Ministerin Schäfer dankt der scheidenden Düsseldorfer Intendantin Amélie Niermeyer für ihre Leistungen

12. Juni 2011

Ministerin Schäfer dankt der scheidenden Düsseldorfer Intendantin Amélie Niermeyer für ihre Leistungen

Für ihre herausragenden Leistungen hat Kulturministerin Ute Schäfer heute der scheidenden Intendantin des Düsseldorfer Schauspielhauses Amélie Niermeyer gedankt. Schäfer besuchte die letzte Vorstellung des Düsseldorfer Schauspielhauses der Spielzeit 2010/2011, die zugleich die offizielle Verabschiedung der Intendantin war.

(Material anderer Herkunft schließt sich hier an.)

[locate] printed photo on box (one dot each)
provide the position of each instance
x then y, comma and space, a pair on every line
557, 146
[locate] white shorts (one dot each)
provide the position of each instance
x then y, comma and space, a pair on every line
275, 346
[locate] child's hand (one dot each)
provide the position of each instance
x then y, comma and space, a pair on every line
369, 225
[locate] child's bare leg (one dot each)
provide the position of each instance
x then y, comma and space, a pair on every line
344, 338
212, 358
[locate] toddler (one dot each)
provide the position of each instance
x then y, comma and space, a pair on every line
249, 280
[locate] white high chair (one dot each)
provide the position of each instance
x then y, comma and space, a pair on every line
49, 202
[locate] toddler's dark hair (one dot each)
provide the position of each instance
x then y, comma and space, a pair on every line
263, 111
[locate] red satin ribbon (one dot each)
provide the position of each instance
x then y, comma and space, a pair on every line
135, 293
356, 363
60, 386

Düsseldorf, 12. Juni 2011. Für ihre herausragenden Leistungen hat Kulturministerin Ute Schäfer heute der scheidenden Intendantin des Düsseldorfer Schauspielhauses Amélie Niermeyer gedankt. Schäfer besuchte die letzte Vorstellung des Düsseldorfer Schauspielhauses der Spielzeit 2010/2011, die zugleich die offizielle Verabschiedung der Intendantin war. „Sie waren erfolgreich als Intendantin, als Regisseurin und auch als eine der Frauen, die mit viel Energie, Mut und Souveränität eines der großen deutschen Stadttheater leiten“, sagte Schäfer. Niermeyer habe das Schauspielhaus auch durch die große Bau- und Umbauphase begleitet. Die Eröffnung des neuen Produktionszentrums CENTRAL am Hauptbahnhof sei zu großen Teilen ihr Verdienst. Das Junge Schauspielhaus habe Amélie Niermeyer gemeinsam mit dessen Intendanten Stefan Fischer-Fels zu einer regional starken und überregional ausstrahlenden Größe gemacht. Damit habe sie deutlich gemacht, dass „die Unterstützung der Arbeit für Kinder- und Jugendliche Chefsache sein muss“, so Schäfer. Mit der Inszenierung „Nur Pferden gibt man den Gnadenstoß“, in der sich fast das gesamte Ensemble noch einmal präsentiert, beschließt Amélie Niermeyer ihre Intendanz am Düsseldorfer Schauspielhaus.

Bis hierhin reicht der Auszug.